Día litúrgico: Domingo XXVIII (B) del tiempo ordinario
Texto del Evangelio (Mc 10,17-30): En aquel tiempo,
cuando Jesús se ponía en camino, uno corrió a su encuentro y arrodillándose
ante Él, le preguntó: «Maestro bueno, ¿qué he de hacer para tener en herencia
vida eterna?». Jesús le dijo: «¿Por qué me llamas bueno? Nadie es bueno sino
sólo Dios. Ya sabes los mandamientos: No mates, no cometas adulterio, no robes,
no levantes falso testimonio, no seas injusto, honra a tu padre y a tu madre».
Él, entonces, le dijo: «Maestro, todo eso lo he guardado desde mi juventud».
Jesús, fijando en él su mirada, le amó y le dijo: «Una cosa te falta: anda,
cuanto tienes véndelo y dáselo a los pobres y tendrás un tesoro en el cielo;
luego, ven y sígueme».
Pero él, abatido por estas palabras, se marchó
entristecido, porque tenía muchos bienes. Jesús, mirando a su alrededor, dice a
sus discípulos: «¡Qué difícil es que los que tienen riquezas entren en el Reino
de Dios!». Los discípulos quedaron sorprendidos al oírle estas palabras. Mas
Jesús, tomando de nuevo la palabra, les dijo: «¡Hijos, qué difícil es entrar en
el Reino de Dios! Es más fácil que un camello pase por el ojo de la aguja que
un rico entre en el Reino de Dios». Pero ellos se asombraban aún más y se
decían unos a otros: «Y ¿quién se podrá salvar?». Jesús, mirándolos fijamente,
dice: «Para los hombres, imposible; pero no para Dios, porque todo es posible
para Dios». Pedro se puso a decirle: «Ya lo ves, nosotros lo hemos dejado todo
y te hemos seguido». Jesús dijo: «Yo os aseguro: nadie que haya dejado casa,
hermanos, hermanas, madre, padre, hijos o hacienda por mí y por el Evangelio,
quedará sin recibir el ciento por uno: ahora al presente, casas, hermanos, hermanas,
madres, hijos y hacienda, con persecuciones; y en el mundo venidero, vida
eterna».
Comentario: Rev. D. Xavier SERRA i Permanyer
(Sabadell, Barcelona, España).
«Se marchó entristecido, porque tenía muchos bienes»
Hoy vemos cómo Jesús —que nos ama— quiere que todos
entremos en el Reino de los cielos. De ahí esta advertencia tan severa a los
“ricos”. También ellos están llamados a entrar en él.

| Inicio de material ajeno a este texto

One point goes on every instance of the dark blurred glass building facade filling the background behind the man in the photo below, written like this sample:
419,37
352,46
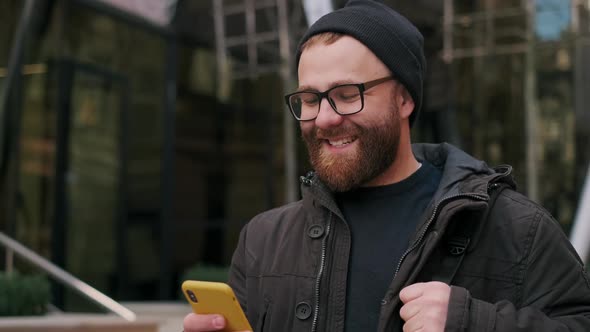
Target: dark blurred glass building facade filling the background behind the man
138,137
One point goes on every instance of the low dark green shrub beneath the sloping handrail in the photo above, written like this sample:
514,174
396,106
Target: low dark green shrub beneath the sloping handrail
23,295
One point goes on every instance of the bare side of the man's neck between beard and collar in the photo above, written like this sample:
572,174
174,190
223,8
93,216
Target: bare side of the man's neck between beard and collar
404,165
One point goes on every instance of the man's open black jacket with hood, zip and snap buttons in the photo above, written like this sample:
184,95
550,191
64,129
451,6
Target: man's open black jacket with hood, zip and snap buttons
520,274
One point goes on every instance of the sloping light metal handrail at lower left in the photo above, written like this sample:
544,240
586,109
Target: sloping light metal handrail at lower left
66,278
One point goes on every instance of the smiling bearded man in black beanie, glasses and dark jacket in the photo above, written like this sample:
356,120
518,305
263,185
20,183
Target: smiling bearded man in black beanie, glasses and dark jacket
364,248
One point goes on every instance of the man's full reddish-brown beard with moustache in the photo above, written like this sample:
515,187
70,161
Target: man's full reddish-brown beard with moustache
376,149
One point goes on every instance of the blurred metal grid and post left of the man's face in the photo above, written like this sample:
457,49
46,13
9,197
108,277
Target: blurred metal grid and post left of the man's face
266,47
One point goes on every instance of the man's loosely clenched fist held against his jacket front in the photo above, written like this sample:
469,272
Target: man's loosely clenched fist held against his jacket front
425,306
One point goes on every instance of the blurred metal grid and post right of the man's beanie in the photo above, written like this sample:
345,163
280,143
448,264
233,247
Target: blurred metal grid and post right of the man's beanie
498,29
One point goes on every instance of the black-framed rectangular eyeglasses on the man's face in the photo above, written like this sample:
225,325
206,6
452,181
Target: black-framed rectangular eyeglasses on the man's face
345,99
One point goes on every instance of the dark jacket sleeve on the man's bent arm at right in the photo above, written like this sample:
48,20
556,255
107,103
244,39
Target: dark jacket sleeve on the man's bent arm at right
555,292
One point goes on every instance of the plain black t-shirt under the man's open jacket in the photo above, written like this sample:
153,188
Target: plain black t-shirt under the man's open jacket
382,220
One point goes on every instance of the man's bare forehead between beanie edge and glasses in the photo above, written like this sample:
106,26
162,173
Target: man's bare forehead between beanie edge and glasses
345,60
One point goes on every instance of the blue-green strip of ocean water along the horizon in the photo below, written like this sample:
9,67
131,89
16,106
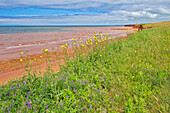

Pero sí que tienen una
situación más difícil para abrirse a Dios. Las riquezas les pueden hacer creer
que lo tienen todo; tienen la tentación de poner la propia seguridad y
confianza en sus posibilidades y riquezas, sin darse cuenta de que la confianza
y la seguridad hay que ponerlas en Dios. Pero no solamente de palabra: qué
fácil es decir «Sagrado Corazón de Jesús, en ti confío», pero qué difícil se
hace decirlo con la vida. Si somos ricos, cuando digamos de corazón esta
jaculatoria, trataremos de hacer de nuestras riquezas un bien para los demás,
nos sentiremos administradores de unos bienes que Dios nos ha dado.
Acostumbro a ir a Venezuela a una misión, y allí realmente
—en su pobreza, al no tener muchas seguridades humanas— las personas se dan
cuenta de que la vida cuelga de un hilo, que su existencia es frágil. Esta
situación les facilita ver que es Dios quien les da consistencia, que sus vidas
están en las manos de Dios. En cambio, aquí —en nuestro mundo consumista—
tenemos tantas cosas que podemos caer en la tentación de creer que nos otorgan
seguridad, que nos sostiene una gran cuerda. Pero, en realidad —igual que los
“pobres”—, estamos colgando de un hilo. Decía la beata Madre Teresa: «Dios no puede
llenar lo que está lleno de otras cosas». Tenemos el peligro de tener a Dios
como un elemento más en nuestra vida, un libro más en la biblioteca;
importante, sí, pero un libro más. Y, por tanto, no considerarlo en verdad como
nuestro Salvador.
Pero tanto los ricos como los pobres, nadie se puede
salvar por sí mismo: «¿Quién se podrá salvar?» (Mc 10,26), exclamarán los
discípulos. «Para los hombres, imposible; pero no para Dios, porque todo es
posible para Dios» (Mc 10,27), responderá Jesús. Confiémonos todos y del todo a
Jesús, y que esta confianza se manifieste en nuestras vidas.